The reverse trendline has provided support, confirming the bullish trend. The next upside targets are 1.3740 and 1.3770. The measured target of the broken channel is the mid-November high at 1.3845. Supports are the mentioned channel top, 1.3660 and 1.3545.

USD/CAD Daily Chart

USDCAD Chart

Inflation FAQs

Inflation measures the rise in the price of a representative basket of goods and services. Headline inflation is usually expressed as a percentage change on a month-on-month (MoM) and year-on-year (YoY) basis. Core inflation excludes more volatile elements such as food and fuel which can fluctuate because of geopolitical and seasonal factors. Core inflation is the figure economists focus on and is the level targeted by central banks, which are mandated to keep inflation at a manageable level, usually around 2%.

The Consumer Price Index (CPI) measures the change in prices of a basket of goods and services over a period of time. It is usually expressed as a percentage change on a month-on-month (MoM) and year-on-year (YoY) basis. Core CPI is the figure targeted by central banks as it excludes volatile food and fuel inputs. When Core CPI rises above 2% it usually results in higher interest rates and vice versa when it falls below 2%. Since higher interest rates are positive for a currency, higher inflation usually results in a stronger currency. The opposite is true when inflation falls.

Although it may seem counter-intuitive, high inflation in a country pushes up the value of its currency and vice versa for lower inflation. This is because the central bank will normally raise interest rates to combat the higher inflation, which attract more global capital inflows from investors looking for a lucrative place to park their money.

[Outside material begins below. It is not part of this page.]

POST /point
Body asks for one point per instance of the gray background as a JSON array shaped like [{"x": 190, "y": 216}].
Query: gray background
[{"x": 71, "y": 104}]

Formerly, Gold was the asset investors turned to in times of high inflation because it preserved its value, and whilst investors will often still buy Gold for its safe-haven properties in times of extreme market turmoil, this is not the case most of the time. This is because when inflation is high, central banks will put up interest rates to combat it. Higher interest rates are negative for Gold because they increase the opportunity-cost of holding Gold vis-a-vis an interest-bearing asset or placing the money in a cash deposit account. On the flipside, lower inflation tends to be positive for Gold as it brings interest rates down, making the bright metal a more viable investment alternative.